Calculate the amount of 6 M nitric acid you need to add to fully react with .5 grams of copper and add a 20 percent excess.
Here is a worked example of a stoichiometry problem such as this. After finding moles HNO3, the M = moles/L will give you volume HNO3, then add 20% excess to that.
http://www.jiskha.com/science/chemistry/stoichiometry.html
I still do not understand.
You haven't had time to try yet. Follow the steps one by one. Those instructions, which I wrote, will take you to the answer.
The equation is
3Cu + 8HNO3 ==>3Cu(NO3)2 + 2NO + 4H2O
Check that to make sure it is balanced.
It still doesnt make aense because the answer comes out to 240 liters.
That's not a balanced equation. It should be Cu + 4HNO3 ==>Cu(NO3)2 + 2NO + 2H2O
To calculate the amount of 6 M nitric acid needed to fully react with 0.5 grams of copper and provide a 20% excess, we need to follow a few steps:
Step 1: Determine the molar mass of copper (Cu).

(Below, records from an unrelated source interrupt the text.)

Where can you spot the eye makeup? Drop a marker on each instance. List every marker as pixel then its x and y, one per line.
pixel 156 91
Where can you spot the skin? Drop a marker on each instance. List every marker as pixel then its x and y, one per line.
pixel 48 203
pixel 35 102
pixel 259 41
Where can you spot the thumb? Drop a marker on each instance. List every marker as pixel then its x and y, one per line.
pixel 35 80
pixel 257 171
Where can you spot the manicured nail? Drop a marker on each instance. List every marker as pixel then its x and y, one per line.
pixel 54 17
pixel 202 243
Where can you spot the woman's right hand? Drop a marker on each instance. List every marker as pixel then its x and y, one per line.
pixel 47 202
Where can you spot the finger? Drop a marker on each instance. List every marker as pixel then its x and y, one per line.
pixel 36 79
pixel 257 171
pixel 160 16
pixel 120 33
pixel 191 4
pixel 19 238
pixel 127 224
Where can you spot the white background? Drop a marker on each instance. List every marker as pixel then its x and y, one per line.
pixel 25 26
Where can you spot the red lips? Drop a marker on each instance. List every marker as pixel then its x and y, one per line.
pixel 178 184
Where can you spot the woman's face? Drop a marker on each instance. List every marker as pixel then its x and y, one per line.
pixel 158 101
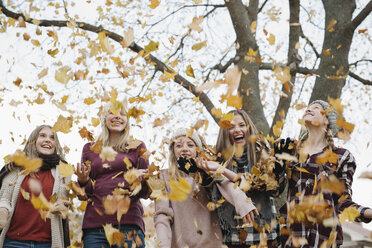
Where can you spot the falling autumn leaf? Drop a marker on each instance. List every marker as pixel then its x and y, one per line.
pixel 154 3
pixel 108 153
pixel 327 157
pixel 128 37
pixel 198 46
pixel 29 165
pixel 63 75
pixel 350 214
pixel 152 46
pixel 179 190
pixel 113 235
pixel 66 170
pixel 190 71
pixel 195 25
pixel 62 124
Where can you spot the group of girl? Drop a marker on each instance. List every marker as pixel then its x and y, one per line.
pixel 224 206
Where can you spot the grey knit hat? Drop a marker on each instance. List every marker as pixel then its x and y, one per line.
pixel 331 116
pixel 194 137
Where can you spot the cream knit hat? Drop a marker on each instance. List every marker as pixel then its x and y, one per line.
pixel 331 116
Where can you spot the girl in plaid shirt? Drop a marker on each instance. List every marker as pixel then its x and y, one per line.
pixel 320 162
pixel 265 230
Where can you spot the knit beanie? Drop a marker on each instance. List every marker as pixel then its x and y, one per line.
pixel 194 137
pixel 331 116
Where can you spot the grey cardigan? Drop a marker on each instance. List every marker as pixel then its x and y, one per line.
pixel 9 195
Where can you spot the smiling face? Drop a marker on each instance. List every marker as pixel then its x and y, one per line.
pixel 314 115
pixel 184 147
pixel 238 131
pixel 45 142
pixel 116 123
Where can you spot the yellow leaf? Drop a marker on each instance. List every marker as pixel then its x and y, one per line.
pixel 217 112
pixel 107 153
pixel 66 170
pixel 83 206
pixel 350 213
pixel 62 124
pixel 152 46
pixel 113 235
pixel 89 100
pixel 253 27
pixel 302 169
pixel 170 75
pixel 63 75
pixel 271 39
pixel 232 79
pixel 195 25
pixel 331 24
pixel 235 101
pixel 333 184
pixel 154 3
pixel 25 194
pixel 17 82
pixel 64 99
pixel 35 42
pixel 128 37
pixel 179 190
pixel 43 73
pixel 198 46
pixel 95 121
pixel 345 125
pixel 190 71
pixel 327 156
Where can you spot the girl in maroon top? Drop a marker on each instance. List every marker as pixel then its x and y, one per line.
pixel 309 172
pixel 22 224
pixel 105 177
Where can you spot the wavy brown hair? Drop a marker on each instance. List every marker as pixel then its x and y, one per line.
pixel 223 140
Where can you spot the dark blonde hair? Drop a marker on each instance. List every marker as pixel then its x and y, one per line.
pixel 223 140
pixel 30 147
pixel 104 136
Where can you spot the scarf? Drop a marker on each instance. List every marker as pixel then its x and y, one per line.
pixel 49 162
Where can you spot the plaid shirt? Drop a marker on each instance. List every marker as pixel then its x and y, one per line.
pixel 234 235
pixel 300 182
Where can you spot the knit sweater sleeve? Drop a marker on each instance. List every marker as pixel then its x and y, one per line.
pixel 163 218
pixel 7 189
pixel 345 173
pixel 236 197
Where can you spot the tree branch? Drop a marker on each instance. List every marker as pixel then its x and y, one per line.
pixel 159 65
pixel 362 80
pixel 361 16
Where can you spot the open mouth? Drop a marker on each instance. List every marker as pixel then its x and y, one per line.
pixel 238 138
pixel 47 146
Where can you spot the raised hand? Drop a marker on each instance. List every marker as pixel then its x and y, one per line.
pixel 82 173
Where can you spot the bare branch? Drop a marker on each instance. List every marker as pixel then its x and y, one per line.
pixel 159 65
pixel 293 62
pixel 362 80
pixel 360 61
pixel 310 43
pixel 361 16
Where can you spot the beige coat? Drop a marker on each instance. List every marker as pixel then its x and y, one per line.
pixel 189 223
pixel 9 196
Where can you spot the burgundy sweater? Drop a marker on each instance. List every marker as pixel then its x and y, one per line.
pixel 102 183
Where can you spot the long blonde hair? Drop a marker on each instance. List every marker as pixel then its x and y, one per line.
pixel 224 143
pixel 104 136
pixel 30 147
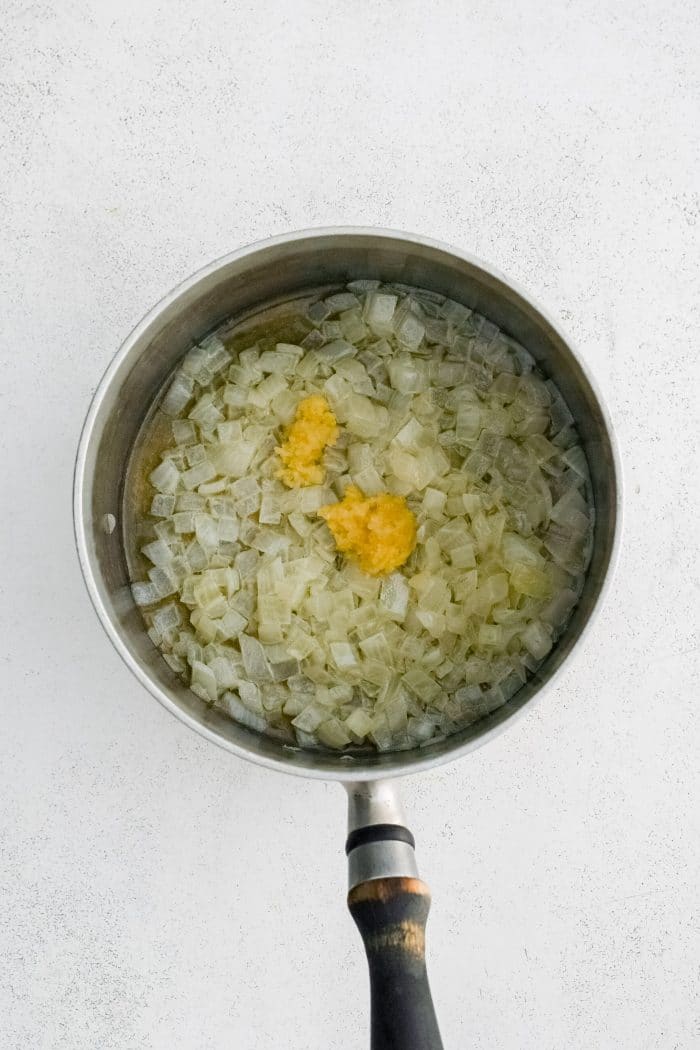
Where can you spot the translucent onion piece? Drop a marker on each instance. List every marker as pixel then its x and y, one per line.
pixel 244 590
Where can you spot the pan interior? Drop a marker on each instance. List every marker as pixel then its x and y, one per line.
pixel 254 285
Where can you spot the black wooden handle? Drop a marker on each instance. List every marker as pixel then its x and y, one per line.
pixel 390 915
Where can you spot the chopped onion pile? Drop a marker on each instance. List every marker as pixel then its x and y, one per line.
pixel 247 595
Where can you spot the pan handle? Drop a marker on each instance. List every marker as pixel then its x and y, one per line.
pixel 389 905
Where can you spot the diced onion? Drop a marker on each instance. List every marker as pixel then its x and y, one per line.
pixel 242 588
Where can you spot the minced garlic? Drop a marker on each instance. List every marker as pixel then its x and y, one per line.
pixel 379 531
pixel 314 427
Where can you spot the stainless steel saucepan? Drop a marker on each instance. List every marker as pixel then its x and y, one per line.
pixel 387 900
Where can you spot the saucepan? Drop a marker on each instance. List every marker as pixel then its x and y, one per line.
pixel 387 900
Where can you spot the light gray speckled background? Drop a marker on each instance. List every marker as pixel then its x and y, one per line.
pixel 155 893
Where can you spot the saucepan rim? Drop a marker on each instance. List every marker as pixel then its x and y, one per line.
pixel 355 772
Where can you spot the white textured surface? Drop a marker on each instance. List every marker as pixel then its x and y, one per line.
pixel 155 893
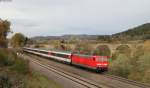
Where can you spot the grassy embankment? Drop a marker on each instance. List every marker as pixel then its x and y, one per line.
pixel 15 73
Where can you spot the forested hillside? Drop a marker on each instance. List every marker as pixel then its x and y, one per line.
pixel 140 32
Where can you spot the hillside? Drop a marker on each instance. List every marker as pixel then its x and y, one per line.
pixel 140 32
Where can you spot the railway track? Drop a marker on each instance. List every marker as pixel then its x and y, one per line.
pixel 95 85
pixel 141 85
pixel 82 81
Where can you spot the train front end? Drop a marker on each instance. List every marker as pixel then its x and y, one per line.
pixel 101 63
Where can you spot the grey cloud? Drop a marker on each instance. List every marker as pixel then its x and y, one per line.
pixel 57 17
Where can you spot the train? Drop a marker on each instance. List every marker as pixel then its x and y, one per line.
pixel 97 63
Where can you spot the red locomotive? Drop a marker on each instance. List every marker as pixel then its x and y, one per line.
pixel 98 63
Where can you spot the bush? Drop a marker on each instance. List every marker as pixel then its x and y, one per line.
pixel 21 66
pixel 5 59
pixel 120 66
pixel 146 77
pixel 102 50
pixel 5 81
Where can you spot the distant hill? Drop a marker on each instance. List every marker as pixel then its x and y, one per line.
pixel 140 32
pixel 137 33
pixel 65 37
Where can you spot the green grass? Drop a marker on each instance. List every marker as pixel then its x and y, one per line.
pixel 36 80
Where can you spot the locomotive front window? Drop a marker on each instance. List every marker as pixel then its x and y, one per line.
pixel 102 59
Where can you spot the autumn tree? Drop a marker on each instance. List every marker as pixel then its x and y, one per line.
pixel 18 40
pixel 4 29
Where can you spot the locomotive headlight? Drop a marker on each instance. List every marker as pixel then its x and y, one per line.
pixel 101 64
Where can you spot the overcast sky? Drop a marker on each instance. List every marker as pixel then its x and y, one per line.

Copper (Cu) has a molar mass of approximately 63.55 g/mol.
Step 2: Convert the mass of copper to moles.
Using the formula: moles = mass / molar mass
moles = 0.5 g / 63.55 g/mol
moles ≈ 0.00787 mol (rounded to five decimal places)
Step 3: Calculate the balanced chemical equation.

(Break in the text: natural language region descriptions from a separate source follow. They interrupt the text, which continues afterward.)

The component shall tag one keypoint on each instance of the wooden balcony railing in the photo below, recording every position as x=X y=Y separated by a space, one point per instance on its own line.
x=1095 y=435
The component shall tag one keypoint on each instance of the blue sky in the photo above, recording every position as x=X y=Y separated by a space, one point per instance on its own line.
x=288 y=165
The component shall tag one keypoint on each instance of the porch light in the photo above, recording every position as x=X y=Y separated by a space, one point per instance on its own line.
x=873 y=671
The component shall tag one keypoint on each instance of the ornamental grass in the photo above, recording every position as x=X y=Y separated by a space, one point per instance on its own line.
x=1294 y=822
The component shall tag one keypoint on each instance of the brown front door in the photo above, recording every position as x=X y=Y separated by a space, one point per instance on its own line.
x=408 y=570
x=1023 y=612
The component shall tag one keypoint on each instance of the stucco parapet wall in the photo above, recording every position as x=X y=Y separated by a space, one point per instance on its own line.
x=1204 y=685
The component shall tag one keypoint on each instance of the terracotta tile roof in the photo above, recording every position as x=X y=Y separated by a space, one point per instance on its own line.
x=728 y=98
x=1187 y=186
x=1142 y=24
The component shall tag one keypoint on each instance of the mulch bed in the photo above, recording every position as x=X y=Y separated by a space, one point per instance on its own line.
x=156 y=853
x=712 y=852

The balanced chemical equation for the reaction between copper and nitric acid (HNO3) is:
3Cu + 8HNO3 → 3Cu(NO3)2 + 2NO + 4H2O
This equation tells us that for every 3 moles of copper, 8 moles of nitric acid are required for a complete reaction.
Step 4: Calculate the moles of nitric acid required for the amount of copper given.
moles of nitric acid required = moles of copper x (8 moles HNO3 / 3 moles Cu)
moles of nitric acid required = 0.00787 mol x (8 / 3)
moles of nitric acid required ≈ 0.020966667 mol (rounded to nine decimal places)
Step 5: Determine the volume of 6 M nitric acid needed.
The concentration of nitric acid is given as 6 M (meaning 6 moles per liter).
volume of nitric acid in liters = moles of nitric acid required / concentration
volume of nitric acid in liters = 0.020966667 mol / 6 mol/L
volume of nitric acid in liters ≈ 0.003494444 L (rounded to nine decimal places)
Step 6: Convert the volume of nitric acid to milliliters (ml).
volume of nitric acid in ml = volume of nitric acid in liters x 1000
volume of nitric acid in ml ≈ 0.003494444 L x 1000
volume of nitric acid in ml ≈ 3.494444 ml (rounded to six decimal places)
Step 7: Add the excess.
To add a 20% excess, multiply the calculated volume of nitric acid by 1.2.
excess volume of nitric acid in ml = volume of nitric acid in ml x 1.2
excess volume of nitric acid in ml ≈ 3.494444 ml x 1.2
excess volume of nitric acid in ml ≈ 4.193333 ml (rounded to six decimal places)
Therefore, you would need approximately 4.193333 ml of 6 M nitric acid to fully react with 0.5 grams of copper while providing a 20% excess.